So, you have inspected the impeller? No missing vanes?
There are a couple of spots where the outdrive plumbing can leak air in while water is being drawn up to the raw water pump and it loses suction.
The inlet hose fitting on the intermediate drive can be corroded away, and air can enter there and the raw water pump loses suction. It might even look like the hose connection is good with clamp intact, but that fitting has begin it's passage into the afterlife, starts at the end of the fitting and eventually gets to the beginning of the hose end. In the water while idling or just putting around all of that is underwater and will not cause an overheat. On plane the raw water ump starts losing suction, and the engine will not get enough cooling water and eventually overheats.

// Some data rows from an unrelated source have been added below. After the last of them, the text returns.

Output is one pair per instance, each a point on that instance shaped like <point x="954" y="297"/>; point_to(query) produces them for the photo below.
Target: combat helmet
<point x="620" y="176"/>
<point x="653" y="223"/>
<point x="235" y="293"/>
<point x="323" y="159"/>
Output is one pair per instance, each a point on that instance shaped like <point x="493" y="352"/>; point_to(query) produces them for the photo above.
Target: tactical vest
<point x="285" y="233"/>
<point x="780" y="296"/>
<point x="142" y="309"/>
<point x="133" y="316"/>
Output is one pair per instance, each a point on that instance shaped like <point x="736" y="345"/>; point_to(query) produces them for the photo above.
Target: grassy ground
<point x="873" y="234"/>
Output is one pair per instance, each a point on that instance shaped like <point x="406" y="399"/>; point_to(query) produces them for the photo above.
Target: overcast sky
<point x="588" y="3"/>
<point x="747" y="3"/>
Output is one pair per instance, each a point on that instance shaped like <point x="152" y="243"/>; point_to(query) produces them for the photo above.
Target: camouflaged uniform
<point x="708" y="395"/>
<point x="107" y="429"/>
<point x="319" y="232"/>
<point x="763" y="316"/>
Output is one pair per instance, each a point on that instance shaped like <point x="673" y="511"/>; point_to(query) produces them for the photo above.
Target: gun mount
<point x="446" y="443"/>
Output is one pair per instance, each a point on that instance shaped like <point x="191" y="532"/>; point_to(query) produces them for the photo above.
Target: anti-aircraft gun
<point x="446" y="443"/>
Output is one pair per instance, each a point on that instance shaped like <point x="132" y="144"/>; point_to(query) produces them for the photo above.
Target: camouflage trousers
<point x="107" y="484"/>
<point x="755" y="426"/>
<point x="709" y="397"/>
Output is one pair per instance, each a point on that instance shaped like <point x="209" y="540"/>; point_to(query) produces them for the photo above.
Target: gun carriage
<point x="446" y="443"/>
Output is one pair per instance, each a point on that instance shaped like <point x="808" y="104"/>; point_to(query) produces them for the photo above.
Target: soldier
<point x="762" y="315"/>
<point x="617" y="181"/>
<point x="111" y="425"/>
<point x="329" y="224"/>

This suction leak will happen on the trailer if that fitting is compromised. First, on the trailer, be sure to plug the drain hole on the bottom of the drive, and use proper fitting flusher attachment. (Maybe you do all this already) If it will not draw water up to the raw water pump with good hose pressure this fitting may be the problem.
As a trouble shooting method for the pump operation, Volvo Penta recommends that a clear hose be installed in place of the long hose that runs from the transom inside the boat up to the raw water pump, and look for solid water stream (good) or bubbles (not so good).
I changed one out on good advice from here, several years ago, while doing the bellows on a prior boat. I also put in a new hose, pokes in from the inside of the transom. When I removed the hose from the fitting on the outdrive I was very surprised. The fitting had corroded so much that a third of the metal around the end of the nipple was gone, and a vee shaped path had worked its' way up to where the end of the hose was. Pretty sure it had begun a small vacuum/suction leak. I used to have it on display in the Knick-Knack section of my Hall of Shame, wish I had kept a pic or two, it was absolutely classic.